An entity with more than one owner must chooses its form of entity for income purposes on Form 8832, Entity Classification Election, and Form SS-4, Application for Employer Identification Number, filed with the IRS. An entity may elect to be subjected to income tax as any of the following forms of entity:
C corporation-Entity pays income tax on its taxable income. If the entity makes a distribution to its shareholders, it may not deduct the distribution for income tax purposes, but it is subjected to income tax a second time, to the shareholders who receive it. A C corporation annually files Form 1120, U.S. Corporation Income Tax Return.
S corporation-Taxable income of the entity is subject to income tax not to the corporation, but to its shareholders in proportion of their ownership shares of the corporation’s outstanding capital stock. An S corporation annually files Form 1120S, U.S. Income Tax Return for an S Corporation.
Partnership-Taxable income of the entity is subject to income tax not to the partnership, but tots partners in proportion of their relative shares in profits of the partnership. A partnership annually files Form 1065, U.S. Partnership Return of Income.
If shareholders wish to make an S election for their corporation, they must file Form 2553, Election by a Small Business Corporation, for it with the IRS. Otherwise, the corporation is taxed as a C corporation
One of my recent cases involves IRS action against a man to collect employment taxes accrued by a Massachusetts business trust.
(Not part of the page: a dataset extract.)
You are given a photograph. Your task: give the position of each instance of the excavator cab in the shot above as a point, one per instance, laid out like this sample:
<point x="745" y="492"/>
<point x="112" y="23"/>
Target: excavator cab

A Massachusetts business trust is a corporation in everything but name, and it provides limited liability for its owners. The business trust’s tax advisor had prepared Forms 1065, U.S. Partnership Return of Income, for the business trust, and had the man sign them as “Partner.” We filed amended Forms 1065 for the business trust to reverse the first set. An IRS Revenue (Collection) Officer maintained that these facts made the entity a general partnership and the man a general partner in it. The Revenue Officer did this to try to collect employment taxes of the Massachusetts business trust from the man, statute of limitations on assessment of a trust fund recovery penalty with respect to the business trust having expired. The IRS Appeals Office affirmed the assessment. We are now litigating the matter in Federal court.
Filing of Forms 1065 for the business trust, and having the man sign them as “Partner,” certainly looks like a bad idea—it gave a Revenue Officer a pretext for attempting to collect the business trust’s tax obligations from the man. If the associates wished to avoid the double taxation of entity’s taxable income that obtains under the C corporation form, they would have been better advised to choose the S corporation rather than the partnership form for their entity.